I think that people are forgetting that there is an environmetal side to the congestion charge. There was another thread on here recently where someone was asking about LPG fuelled vehicles. Many people are unaware that alternative fuel vehicles, eg those using gas, electric, fuel cells and bi/dual fuel are exempt from paying the charge.
 
Brian- Your money was well spent. That stretch of road between Morpeth and Ashington was a pleasure to drive along last week. Had I known that you had footed the bill I would have enjoyed it even more.
By the way, I have two bottles of champagne belonging to you that are going mouldy. When are we likely to consume them?
 
As a thought - I would be very interested to know how much people in different parts of the country actually pay in council tax (largely because I reckon I pay far too much and get feck all for it :lol: ).

I come under Glasgow City Council - Band B - £1900 p/a

If I lived across the road, I would be in North Lanarkshire and would only pay £1300 for the same band.
 
Originally posted by DIVER@Jul 5 2005, 08:55 AM
By the way, I have two bottles of champagne belonging to you that are going mouldy. When are we likely to consume them?
Like us, they will improve with age. As you know, very sadly and through bad diary liaison I shall miss the gathering in August so we'll have to think of something else. Just don't let the two bottles anywhere near big Howard.

I'm glad that I was able to ease your passage.
 
Originally posted by PDJ@Jul 4 2005, 10:02 PM
Can I ask what exactly I get for my Council tax payment? Refuse collection I know. What else?
That was one thing that really got on my wick whilst living in the UK - where I lived, I truly did get virtually nothing. Police? You're having a laugh - in the village where I lived, a police car was seen less often than Santa Claus & his bloody sleigh. If you had a break-in the police wouldn't turn up as they were "too busy". Our roads throughout the village were in a disgraceful state, full of pot holes; West Berkshire District Council also decided that we were not eligible to have our roads gritted in the winter, which naturally led to the dustbin men not collecting our rubbish if they believed the road conditions to be hazardous. Public transport consisted of one bus on a Thursday that took nearly two hours to get you to Newbury (a 20 minute drive away).

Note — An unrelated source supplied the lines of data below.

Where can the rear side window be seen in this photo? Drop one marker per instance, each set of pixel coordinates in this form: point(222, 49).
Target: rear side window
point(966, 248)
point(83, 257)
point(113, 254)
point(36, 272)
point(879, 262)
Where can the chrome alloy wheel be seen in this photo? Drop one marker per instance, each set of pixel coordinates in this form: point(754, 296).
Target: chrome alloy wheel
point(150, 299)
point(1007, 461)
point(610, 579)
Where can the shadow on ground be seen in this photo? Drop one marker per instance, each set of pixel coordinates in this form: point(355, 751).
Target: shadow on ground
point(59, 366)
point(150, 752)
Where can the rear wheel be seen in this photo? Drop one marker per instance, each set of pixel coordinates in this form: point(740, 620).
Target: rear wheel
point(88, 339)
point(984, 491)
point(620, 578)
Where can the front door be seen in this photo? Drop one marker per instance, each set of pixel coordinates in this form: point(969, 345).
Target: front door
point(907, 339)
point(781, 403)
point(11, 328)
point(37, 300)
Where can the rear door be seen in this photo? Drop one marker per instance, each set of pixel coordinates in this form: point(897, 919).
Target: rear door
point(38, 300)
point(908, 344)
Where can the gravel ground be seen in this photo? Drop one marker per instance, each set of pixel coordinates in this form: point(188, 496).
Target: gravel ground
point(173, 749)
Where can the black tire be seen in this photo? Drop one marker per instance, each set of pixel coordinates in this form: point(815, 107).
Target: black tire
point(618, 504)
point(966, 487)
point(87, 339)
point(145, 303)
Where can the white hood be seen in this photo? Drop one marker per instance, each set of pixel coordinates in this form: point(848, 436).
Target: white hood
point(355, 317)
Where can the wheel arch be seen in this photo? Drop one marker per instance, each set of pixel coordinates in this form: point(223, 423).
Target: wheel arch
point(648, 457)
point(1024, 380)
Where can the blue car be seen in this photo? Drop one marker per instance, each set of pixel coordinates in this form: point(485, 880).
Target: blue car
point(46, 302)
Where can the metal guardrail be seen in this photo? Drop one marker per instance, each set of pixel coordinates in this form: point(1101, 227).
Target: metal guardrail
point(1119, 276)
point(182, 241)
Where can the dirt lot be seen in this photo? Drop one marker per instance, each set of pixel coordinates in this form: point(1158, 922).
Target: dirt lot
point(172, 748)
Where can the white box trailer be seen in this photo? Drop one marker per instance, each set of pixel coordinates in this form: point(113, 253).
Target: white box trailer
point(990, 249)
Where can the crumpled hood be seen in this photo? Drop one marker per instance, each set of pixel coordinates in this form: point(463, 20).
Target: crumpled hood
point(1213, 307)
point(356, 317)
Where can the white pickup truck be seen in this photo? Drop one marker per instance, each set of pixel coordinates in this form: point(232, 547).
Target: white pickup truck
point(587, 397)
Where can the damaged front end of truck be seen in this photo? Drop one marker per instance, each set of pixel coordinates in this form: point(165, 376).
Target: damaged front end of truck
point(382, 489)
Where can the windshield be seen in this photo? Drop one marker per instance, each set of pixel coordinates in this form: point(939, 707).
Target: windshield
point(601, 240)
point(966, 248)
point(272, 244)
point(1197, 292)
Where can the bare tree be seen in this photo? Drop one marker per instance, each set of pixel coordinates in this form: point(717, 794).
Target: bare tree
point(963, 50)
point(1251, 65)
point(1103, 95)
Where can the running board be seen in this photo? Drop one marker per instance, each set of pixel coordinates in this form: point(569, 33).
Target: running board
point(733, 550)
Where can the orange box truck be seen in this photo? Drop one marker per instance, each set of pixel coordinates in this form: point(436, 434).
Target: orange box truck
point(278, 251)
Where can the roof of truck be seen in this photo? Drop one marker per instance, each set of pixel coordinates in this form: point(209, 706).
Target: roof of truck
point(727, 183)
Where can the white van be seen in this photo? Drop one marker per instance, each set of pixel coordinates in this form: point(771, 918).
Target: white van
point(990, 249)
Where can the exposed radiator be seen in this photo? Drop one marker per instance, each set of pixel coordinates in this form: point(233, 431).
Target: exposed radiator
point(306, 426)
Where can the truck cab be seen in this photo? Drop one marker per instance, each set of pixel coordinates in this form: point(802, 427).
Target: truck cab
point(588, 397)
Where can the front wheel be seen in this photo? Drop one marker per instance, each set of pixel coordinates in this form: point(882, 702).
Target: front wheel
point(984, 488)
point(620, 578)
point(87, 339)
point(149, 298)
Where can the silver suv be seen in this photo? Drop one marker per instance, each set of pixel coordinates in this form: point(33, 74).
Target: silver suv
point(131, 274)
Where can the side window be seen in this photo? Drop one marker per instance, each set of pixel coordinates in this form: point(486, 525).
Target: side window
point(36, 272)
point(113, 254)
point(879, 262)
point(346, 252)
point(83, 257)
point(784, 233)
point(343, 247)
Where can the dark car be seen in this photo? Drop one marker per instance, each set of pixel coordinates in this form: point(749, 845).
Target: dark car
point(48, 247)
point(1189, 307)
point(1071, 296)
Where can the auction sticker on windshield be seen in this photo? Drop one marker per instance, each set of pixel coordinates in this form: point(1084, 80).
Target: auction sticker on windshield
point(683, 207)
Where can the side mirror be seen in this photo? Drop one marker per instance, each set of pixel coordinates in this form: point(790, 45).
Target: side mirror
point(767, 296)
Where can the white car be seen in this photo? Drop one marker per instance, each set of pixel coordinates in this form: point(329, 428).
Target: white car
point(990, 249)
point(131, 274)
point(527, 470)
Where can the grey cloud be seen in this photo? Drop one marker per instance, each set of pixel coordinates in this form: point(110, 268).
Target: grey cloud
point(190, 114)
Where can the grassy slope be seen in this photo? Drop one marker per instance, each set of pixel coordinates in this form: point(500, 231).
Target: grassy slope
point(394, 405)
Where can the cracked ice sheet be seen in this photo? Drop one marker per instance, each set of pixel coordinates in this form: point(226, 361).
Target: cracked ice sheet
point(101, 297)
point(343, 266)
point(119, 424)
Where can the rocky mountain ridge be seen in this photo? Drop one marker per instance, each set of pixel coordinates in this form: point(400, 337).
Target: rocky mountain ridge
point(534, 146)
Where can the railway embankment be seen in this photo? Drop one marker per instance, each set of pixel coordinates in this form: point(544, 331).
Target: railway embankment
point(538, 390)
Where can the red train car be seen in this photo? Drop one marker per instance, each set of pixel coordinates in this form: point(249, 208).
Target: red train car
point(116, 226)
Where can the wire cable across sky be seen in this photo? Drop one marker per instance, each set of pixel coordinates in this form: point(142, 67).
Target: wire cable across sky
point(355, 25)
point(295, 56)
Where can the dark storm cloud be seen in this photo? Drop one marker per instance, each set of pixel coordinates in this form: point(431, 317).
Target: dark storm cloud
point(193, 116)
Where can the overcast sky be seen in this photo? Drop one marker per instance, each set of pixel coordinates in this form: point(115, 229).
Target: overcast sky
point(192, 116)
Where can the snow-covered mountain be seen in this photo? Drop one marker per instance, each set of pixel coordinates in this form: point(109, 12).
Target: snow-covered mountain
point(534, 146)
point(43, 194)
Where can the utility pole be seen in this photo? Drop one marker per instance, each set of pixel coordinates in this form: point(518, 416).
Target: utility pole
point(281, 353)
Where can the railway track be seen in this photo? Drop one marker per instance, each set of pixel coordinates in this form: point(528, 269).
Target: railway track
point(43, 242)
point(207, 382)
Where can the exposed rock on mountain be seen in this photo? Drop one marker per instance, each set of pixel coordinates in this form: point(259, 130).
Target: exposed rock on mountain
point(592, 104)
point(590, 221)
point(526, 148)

Now I pay no council tax/poll tax/rates as there are no such taxes out here.
 
Originally posted by Shadow Leader@Jul 5 2005, 11:25 AM
Now I pay no council tax/poll tax/rates as there are no such taxes out here.
I won't mention again that the British government helps fund the country. I wonder where they get the money from? :D
 
I realise that the British government helps fund the country Brian!! I do, however, pay roughly 40% PAYE so I'd like to think that helps, too.
 
Originally posted by BrianH@Jul 5 2005, 12:59 PM
I hope those who deride our tax system have spotted that you pay 40%
So do I, Brian!! :lol:

Seriously though, given the undoubted benefits of life out here, I don't think that it is unfair to expect to pay a higer rate of PAYE. Ok, yes, I swear about it a lot, particularly when working overtime, as I am knackering myself out for a lot of my extra wages to go to the taxman. I do think it is a system that works well though - especially when you look at all of my personal expenditure; there are no council taxes for example, petrol/road tax is far, far cheaper, hell, just living (except the high cost of renting) is far cheaper out here.
 
Originally posted by BrianH@Jul 5 2005, 10:59 AM
I hope those who deride our tax system have spotted that you pay 40%
And on my back of a fag packet calculations - I pay 44% tax through income tax, council tax and VAT. If I were to include the tax I pay on the fags within the packet, that figure comes up to a whopping 50%.
 
The key then is to get a job which requires the least amount of effort for the most pay....that is why i work on the Railway.